Die Kurve, die Sie im Kurven-Werzeug sehen, ist eine einfache Grafik der Einganspegel über die Ausgangspegel: Welchen Wert Sie vor der Veränderung und nach ver Veränderung haben. Auf der X-Achse (horizontal) sehen Sie die Eingangs-Tonwerte von links (schwarz) nach rechts (weiß). Auf der Y-Achse (vertikal) sehen Sie die Ausgangs-Tonwerte, von unten (schwarz) nach oben (weiß). Um eine Idee davon zu bekommen, was das heißt, nehmen Sie sich einen Punkt von der X-Achse heraus, ziehen gedanklich eine gerade Linie bis Sie die Kurve schneiden und dann ziehen Sie wiederum eine gerade Linie nach links, bis Sie einen Punkt auf der Y-Achse treffen. Wenn Sie keine Änderungen durchführen, wird jeder Punkt auf der X-Achse auf genau den entsprechenden Punkt auf der Y-Achse treffen und die Kurve wird eine gerade Linie von links unten nach rechts oben sein.

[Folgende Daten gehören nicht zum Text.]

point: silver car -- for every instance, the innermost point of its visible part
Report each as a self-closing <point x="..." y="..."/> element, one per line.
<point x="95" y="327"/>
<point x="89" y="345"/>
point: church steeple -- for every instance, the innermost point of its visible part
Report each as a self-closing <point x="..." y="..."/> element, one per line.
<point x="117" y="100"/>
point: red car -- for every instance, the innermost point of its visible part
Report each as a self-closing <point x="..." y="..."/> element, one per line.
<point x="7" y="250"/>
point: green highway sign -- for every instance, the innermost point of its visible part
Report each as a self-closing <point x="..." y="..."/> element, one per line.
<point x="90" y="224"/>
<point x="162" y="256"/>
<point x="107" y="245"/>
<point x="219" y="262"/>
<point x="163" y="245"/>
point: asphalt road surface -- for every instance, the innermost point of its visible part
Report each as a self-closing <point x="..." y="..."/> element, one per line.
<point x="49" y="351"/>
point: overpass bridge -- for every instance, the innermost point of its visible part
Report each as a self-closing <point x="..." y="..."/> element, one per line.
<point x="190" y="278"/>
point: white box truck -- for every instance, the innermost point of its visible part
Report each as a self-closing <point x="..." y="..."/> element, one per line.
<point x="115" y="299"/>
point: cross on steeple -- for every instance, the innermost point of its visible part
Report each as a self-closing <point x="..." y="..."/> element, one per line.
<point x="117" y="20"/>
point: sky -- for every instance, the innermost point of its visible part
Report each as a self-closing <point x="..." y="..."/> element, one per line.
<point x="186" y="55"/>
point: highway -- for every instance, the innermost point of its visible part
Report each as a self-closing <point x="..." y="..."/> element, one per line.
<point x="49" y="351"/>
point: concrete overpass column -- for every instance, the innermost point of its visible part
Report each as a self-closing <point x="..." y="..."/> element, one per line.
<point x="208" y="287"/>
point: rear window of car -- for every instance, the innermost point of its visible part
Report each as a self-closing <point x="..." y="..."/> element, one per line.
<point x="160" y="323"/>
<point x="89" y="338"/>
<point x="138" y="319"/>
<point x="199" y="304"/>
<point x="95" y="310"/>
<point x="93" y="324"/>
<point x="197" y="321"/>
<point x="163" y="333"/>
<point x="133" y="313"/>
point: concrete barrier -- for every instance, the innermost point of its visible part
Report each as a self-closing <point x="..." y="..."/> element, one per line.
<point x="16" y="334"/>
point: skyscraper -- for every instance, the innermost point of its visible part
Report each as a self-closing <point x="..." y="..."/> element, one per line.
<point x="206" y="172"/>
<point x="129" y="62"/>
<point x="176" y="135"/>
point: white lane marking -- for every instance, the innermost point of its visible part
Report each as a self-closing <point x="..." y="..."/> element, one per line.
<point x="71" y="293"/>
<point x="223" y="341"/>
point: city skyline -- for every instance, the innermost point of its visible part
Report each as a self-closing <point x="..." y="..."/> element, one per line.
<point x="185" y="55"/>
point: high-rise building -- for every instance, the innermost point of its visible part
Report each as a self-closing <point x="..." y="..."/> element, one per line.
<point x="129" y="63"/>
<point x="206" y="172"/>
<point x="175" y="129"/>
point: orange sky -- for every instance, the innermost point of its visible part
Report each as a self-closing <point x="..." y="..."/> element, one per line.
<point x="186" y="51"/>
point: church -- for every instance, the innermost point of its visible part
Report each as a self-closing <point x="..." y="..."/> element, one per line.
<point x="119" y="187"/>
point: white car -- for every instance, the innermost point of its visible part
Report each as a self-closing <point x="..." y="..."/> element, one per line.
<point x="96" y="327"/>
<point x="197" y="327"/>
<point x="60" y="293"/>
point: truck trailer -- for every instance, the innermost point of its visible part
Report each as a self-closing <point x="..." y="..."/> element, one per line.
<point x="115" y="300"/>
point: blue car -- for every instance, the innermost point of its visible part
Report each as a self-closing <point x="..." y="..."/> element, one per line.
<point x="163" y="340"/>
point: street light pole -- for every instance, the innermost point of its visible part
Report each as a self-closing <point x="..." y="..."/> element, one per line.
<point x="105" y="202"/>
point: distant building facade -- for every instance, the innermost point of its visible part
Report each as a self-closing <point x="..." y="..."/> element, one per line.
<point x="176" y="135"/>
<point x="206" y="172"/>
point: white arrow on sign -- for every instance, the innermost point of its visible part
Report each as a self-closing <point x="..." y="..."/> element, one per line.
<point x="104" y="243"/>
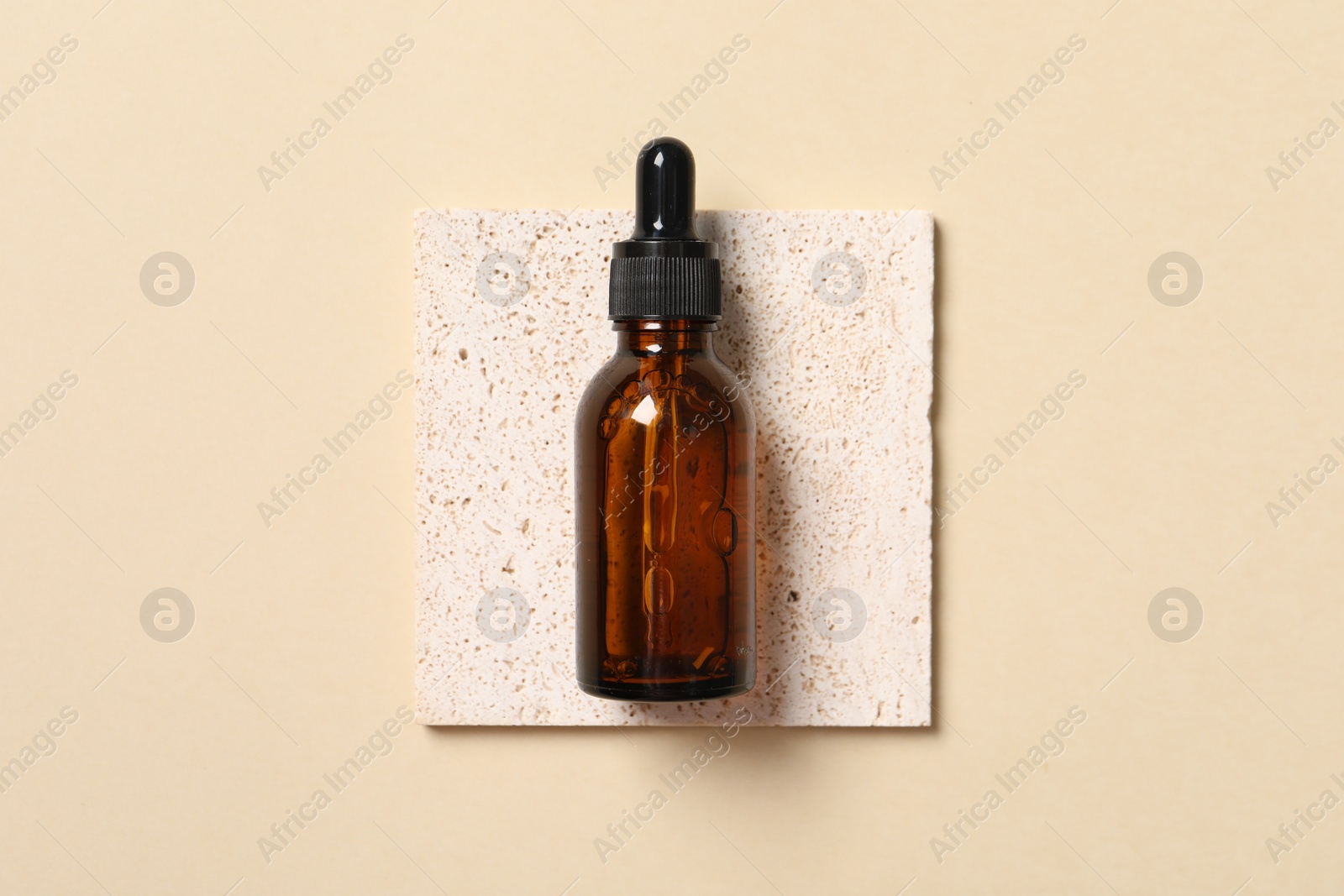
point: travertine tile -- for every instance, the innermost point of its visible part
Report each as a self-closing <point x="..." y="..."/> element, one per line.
<point x="837" y="369"/>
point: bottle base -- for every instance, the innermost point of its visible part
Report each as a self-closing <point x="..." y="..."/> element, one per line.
<point x="675" y="692"/>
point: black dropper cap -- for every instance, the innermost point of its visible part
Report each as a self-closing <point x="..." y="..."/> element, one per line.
<point x="664" y="270"/>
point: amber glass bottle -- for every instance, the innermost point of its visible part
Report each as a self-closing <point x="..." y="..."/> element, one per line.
<point x="665" y="469"/>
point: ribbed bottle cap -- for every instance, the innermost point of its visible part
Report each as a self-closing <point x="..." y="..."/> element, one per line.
<point x="664" y="270"/>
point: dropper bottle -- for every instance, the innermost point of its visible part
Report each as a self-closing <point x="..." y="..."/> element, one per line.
<point x="665" y="468"/>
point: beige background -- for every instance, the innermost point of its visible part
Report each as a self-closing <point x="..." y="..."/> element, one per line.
<point x="1158" y="476"/>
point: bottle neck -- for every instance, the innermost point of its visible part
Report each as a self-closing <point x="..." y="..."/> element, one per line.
<point x="664" y="336"/>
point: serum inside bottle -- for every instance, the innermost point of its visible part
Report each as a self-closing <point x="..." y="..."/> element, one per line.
<point x="665" y="469"/>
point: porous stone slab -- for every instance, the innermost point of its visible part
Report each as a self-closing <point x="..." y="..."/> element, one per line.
<point x="828" y="320"/>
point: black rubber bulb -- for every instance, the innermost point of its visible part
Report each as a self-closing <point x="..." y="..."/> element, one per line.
<point x="664" y="191"/>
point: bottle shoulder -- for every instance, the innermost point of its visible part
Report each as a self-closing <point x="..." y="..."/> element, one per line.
<point x="702" y="378"/>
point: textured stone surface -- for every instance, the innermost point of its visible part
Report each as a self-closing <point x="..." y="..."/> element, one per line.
<point x="842" y="387"/>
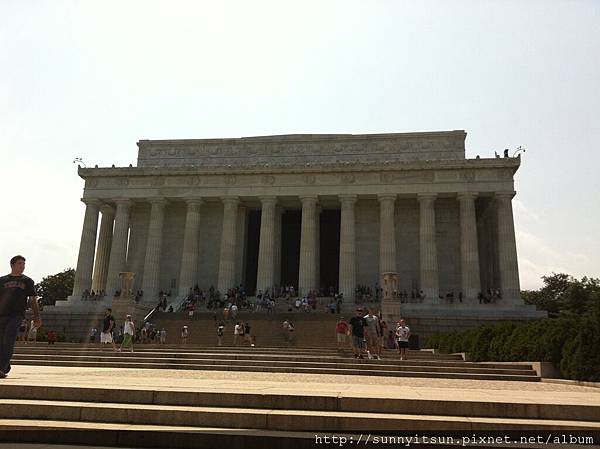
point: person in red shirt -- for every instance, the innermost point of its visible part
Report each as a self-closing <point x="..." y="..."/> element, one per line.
<point x="341" y="331"/>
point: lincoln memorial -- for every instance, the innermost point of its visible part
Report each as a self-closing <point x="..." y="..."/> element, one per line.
<point x="311" y="210"/>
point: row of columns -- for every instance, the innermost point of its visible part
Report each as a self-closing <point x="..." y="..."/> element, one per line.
<point x="113" y="238"/>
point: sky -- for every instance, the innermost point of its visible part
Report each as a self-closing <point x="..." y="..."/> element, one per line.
<point x="89" y="79"/>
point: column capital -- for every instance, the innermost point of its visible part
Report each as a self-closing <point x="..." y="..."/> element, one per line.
<point x="505" y="195"/>
<point x="426" y="196"/>
<point x="91" y="202"/>
<point x="193" y="201"/>
<point x="123" y="202"/>
<point x="386" y="197"/>
<point x="467" y="195"/>
<point x="157" y="201"/>
<point x="309" y="199"/>
<point x="348" y="199"/>
<point x="107" y="210"/>
<point x="230" y="200"/>
<point x="268" y="199"/>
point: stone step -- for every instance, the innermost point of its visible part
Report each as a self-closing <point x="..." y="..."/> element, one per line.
<point x="327" y="402"/>
<point x="250" y="367"/>
<point x="269" y="419"/>
<point x="185" y="437"/>
<point x="169" y="359"/>
<point x="388" y="354"/>
<point x="268" y="356"/>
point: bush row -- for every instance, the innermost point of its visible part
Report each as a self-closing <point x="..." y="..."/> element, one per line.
<point x="571" y="343"/>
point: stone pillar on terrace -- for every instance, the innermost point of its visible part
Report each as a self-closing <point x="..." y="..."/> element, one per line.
<point x="228" y="243"/>
<point x="387" y="234"/>
<point x="428" y="248"/>
<point x="469" y="251"/>
<point x="103" y="248"/>
<point x="87" y="246"/>
<point x="266" y="249"/>
<point x="307" y="276"/>
<point x="278" y="213"/>
<point x="189" y="257"/>
<point x="240" y="268"/>
<point x="151" y="280"/>
<point x="118" y="249"/>
<point x="510" y="289"/>
<point x="347" y="271"/>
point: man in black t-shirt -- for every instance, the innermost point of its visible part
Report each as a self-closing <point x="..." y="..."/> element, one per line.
<point x="357" y="327"/>
<point x="16" y="290"/>
<point x="108" y="327"/>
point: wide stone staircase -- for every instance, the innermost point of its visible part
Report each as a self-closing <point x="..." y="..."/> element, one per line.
<point x="166" y="417"/>
<point x="277" y="360"/>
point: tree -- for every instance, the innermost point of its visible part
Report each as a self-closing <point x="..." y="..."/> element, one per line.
<point x="57" y="286"/>
<point x="563" y="294"/>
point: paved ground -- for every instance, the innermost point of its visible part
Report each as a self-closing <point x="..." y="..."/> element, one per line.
<point x="304" y="384"/>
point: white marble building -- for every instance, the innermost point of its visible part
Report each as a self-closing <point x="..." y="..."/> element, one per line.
<point x="308" y="210"/>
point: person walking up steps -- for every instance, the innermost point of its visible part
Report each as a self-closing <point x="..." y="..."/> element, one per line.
<point x="108" y="327"/>
<point x="403" y="335"/>
<point x="128" y="333"/>
<point x="16" y="290"/>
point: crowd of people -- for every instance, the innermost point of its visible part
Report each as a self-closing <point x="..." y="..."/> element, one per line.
<point x="368" y="334"/>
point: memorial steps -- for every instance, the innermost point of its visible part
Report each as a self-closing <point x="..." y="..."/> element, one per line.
<point x="317" y="361"/>
<point x="200" y="419"/>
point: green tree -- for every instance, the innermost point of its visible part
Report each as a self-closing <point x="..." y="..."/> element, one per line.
<point x="57" y="286"/>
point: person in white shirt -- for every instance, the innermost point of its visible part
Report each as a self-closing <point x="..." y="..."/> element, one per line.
<point x="403" y="335"/>
<point x="128" y="333"/>
<point x="237" y="332"/>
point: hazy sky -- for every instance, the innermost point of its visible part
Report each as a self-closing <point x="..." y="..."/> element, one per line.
<point x="89" y="79"/>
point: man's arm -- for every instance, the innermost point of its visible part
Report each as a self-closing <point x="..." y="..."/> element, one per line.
<point x="37" y="321"/>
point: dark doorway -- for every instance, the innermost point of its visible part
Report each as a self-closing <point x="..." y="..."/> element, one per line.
<point x="252" y="239"/>
<point x="329" y="250"/>
<point x="291" y="223"/>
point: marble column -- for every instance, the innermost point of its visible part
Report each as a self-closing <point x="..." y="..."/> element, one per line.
<point x="307" y="276"/>
<point x="87" y="246"/>
<point x="510" y="289"/>
<point x="151" y="280"/>
<point x="387" y="234"/>
<point x="240" y="267"/>
<point x="428" y="248"/>
<point x="278" y="213"/>
<point x="189" y="257"/>
<point x="118" y="249"/>
<point x="228" y="239"/>
<point x="347" y="271"/>
<point x="266" y="246"/>
<point x="103" y="248"/>
<point x="469" y="251"/>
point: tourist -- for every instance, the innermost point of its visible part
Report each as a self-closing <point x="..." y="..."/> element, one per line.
<point x="16" y="290"/>
<point x="403" y="335"/>
<point x="184" y="335"/>
<point x="108" y="326"/>
<point x="341" y="331"/>
<point x="357" y="329"/>
<point x="247" y="334"/>
<point x="23" y="331"/>
<point x="220" y="332"/>
<point x="238" y="330"/>
<point x="32" y="335"/>
<point x="93" y="334"/>
<point x="373" y="334"/>
<point x="390" y="341"/>
<point x="128" y="333"/>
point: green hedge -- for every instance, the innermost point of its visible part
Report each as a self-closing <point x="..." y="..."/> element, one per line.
<point x="570" y="342"/>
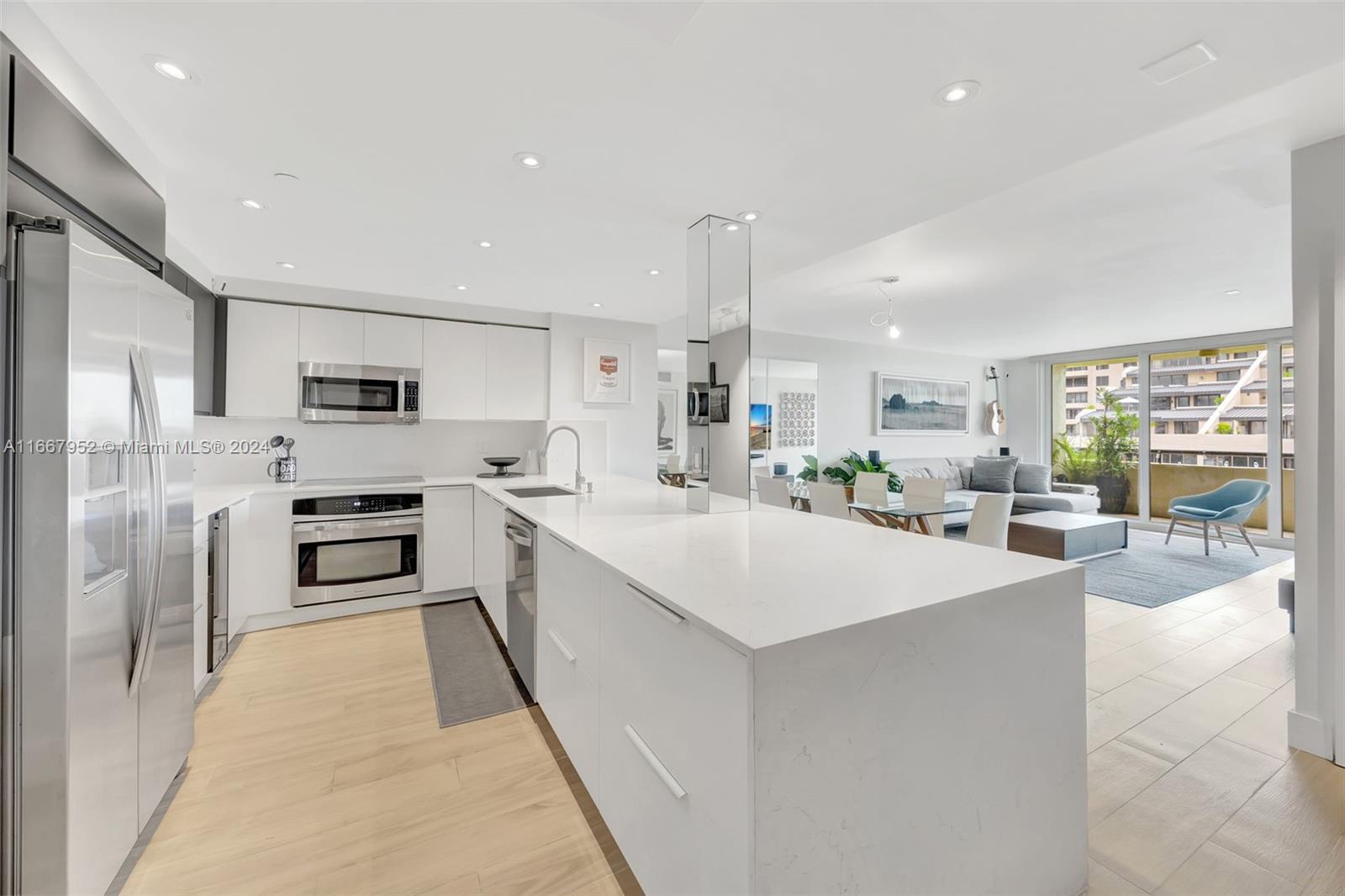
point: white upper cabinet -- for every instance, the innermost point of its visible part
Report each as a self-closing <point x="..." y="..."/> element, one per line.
<point x="331" y="336"/>
<point x="392" y="340"/>
<point x="517" y="361"/>
<point x="261" y="374"/>
<point x="454" y="373"/>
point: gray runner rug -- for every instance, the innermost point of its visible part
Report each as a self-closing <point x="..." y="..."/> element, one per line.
<point x="470" y="673"/>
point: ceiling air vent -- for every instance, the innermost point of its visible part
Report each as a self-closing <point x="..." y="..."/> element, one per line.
<point x="1185" y="61"/>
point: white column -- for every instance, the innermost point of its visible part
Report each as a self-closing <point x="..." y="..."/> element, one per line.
<point x="1318" y="237"/>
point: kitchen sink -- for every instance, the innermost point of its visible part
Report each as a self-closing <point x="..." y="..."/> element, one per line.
<point x="541" y="492"/>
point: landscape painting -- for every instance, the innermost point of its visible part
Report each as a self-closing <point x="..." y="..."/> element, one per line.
<point x="919" y="405"/>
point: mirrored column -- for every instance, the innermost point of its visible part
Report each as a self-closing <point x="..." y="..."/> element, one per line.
<point x="719" y="353"/>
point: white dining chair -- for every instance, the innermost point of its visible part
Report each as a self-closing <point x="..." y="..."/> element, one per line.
<point x="920" y="493"/>
<point x="872" y="488"/>
<point x="773" y="493"/>
<point x="989" y="524"/>
<point x="829" y="499"/>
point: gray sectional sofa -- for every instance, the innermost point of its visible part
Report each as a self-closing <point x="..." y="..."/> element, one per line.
<point x="957" y="472"/>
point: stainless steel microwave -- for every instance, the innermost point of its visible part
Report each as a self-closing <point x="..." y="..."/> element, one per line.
<point x="358" y="393"/>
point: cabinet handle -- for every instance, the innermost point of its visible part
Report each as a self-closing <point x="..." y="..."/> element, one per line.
<point x="659" y="768"/>
<point x="657" y="606"/>
<point x="560" y="646"/>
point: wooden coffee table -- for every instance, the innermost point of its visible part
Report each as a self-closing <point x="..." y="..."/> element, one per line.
<point x="1064" y="535"/>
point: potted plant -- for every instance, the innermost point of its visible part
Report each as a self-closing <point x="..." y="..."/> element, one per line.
<point x="1113" y="445"/>
<point x="845" y="472"/>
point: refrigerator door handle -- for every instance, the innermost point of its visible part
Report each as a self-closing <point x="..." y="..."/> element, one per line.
<point x="147" y="405"/>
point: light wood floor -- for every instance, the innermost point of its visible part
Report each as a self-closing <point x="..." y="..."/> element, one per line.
<point x="319" y="767"/>
<point x="1192" y="788"/>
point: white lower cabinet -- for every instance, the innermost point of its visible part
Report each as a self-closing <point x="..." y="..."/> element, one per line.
<point x="448" y="553"/>
<point x="657" y="716"/>
<point x="488" y="549"/>
<point x="676" y="747"/>
<point x="567" y="651"/>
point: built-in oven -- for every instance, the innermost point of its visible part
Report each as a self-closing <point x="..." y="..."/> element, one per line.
<point x="699" y="403"/>
<point x="347" y="546"/>
<point x="358" y="393"/>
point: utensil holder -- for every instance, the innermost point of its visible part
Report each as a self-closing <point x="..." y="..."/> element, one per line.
<point x="284" y="470"/>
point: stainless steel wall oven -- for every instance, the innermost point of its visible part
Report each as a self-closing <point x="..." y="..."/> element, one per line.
<point x="347" y="546"/>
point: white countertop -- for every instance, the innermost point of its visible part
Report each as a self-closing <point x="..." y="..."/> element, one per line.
<point x="757" y="577"/>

Um also eine Änderung der Farbtonverteilung mit dem Kurven-Werkzeug durchzuführen, können Sie die Fom der Kurve ändern. Damit werden Werte der X-Achse mit anderen Werten auf der Y-Achse in Bezug gebracht, womit die Ausgangs-Tonwerte geändert werden. Wenn Sie einen Bereich der Kurve nach oben schieben, wird dieser Bereich heller. Wenn Sie einen Bereich nach unten ziehen, wird er dunkler.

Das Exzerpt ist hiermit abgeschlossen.